シェアーズカフェ店長 ファイナンシャルプランナー
中嶋よしふみ。現在、34歳(FPとしては多分若手)。

2011年4月にファイナンシャルプランナーのお店・シェアーズカフェを開業。

2012年2月に開設した「シェアーズカフェのブログ」は5ヶ月で月間アクセス14万件を突破。2013年は総アクセス500万件超(配信先も含む)、ヤフーのトップニュースに4回掲載される。ファイナンシャルプランナーとしてブログのアクセス数はダントツの日本一を誇る。

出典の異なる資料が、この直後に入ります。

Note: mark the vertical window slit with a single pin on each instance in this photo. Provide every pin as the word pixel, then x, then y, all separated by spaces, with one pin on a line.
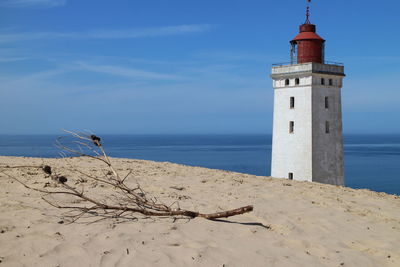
pixel 292 102
pixel 291 127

2013年4月にはアゴラ研究所主催の連続金融セミナーに登壇。山崎元氏、ライフネット生命現会長・出口治明氏、元マネックスユニバーシティ代表取締役・内藤忍氏など、金融業界を代表するメンバーと共にセミナー講師として参加(担当は住宅購入)。

2014年は住宅金融支援機構(フラット35)でセミナーを2回行う他、日本FP協会・長野支部にてFP向けセミナー(継続教育研修)に登壇。

現在、シェアーズカフェのブログのほか、日経マネー、日経DUAL、言論プラットフォーム・アゴラ、ブロゴス、ヤフーニュース個人、ハフィントンポスト等で執筆中。老舗情報サイト・オールアバウトでは住宅カテゴリでガイドを務める。

その他、日経新聞でコメントが掲載されるなど、多数の媒体で情報発信を行う。

対面では新婚カップルやファミリー世帯向けにプライベートレッスン・セミナー・相談等のサービスを行う。生命保険の販売や住宅ローンの仲介等を一切行わず、FP本来のスタイルで営業を行っている。

プライベートレッスンでは、お客様ごとに最適化したレッスンと適切なアドバイスを組み合わせて高度なコンサルティングを提供中。他に無い独自のサービスがお客様の支持を得ている。

現在は専門家が書き手として多数参加するウェブメディア、シェアーズカフェ・オンラインを編集長として運営するほか、ブログ執筆による集客の経験とノウハウを生かして士業・企業向けにウェブコンサルティングも提供する。

お金よりも料理が好きなFP。パティシエも兼任。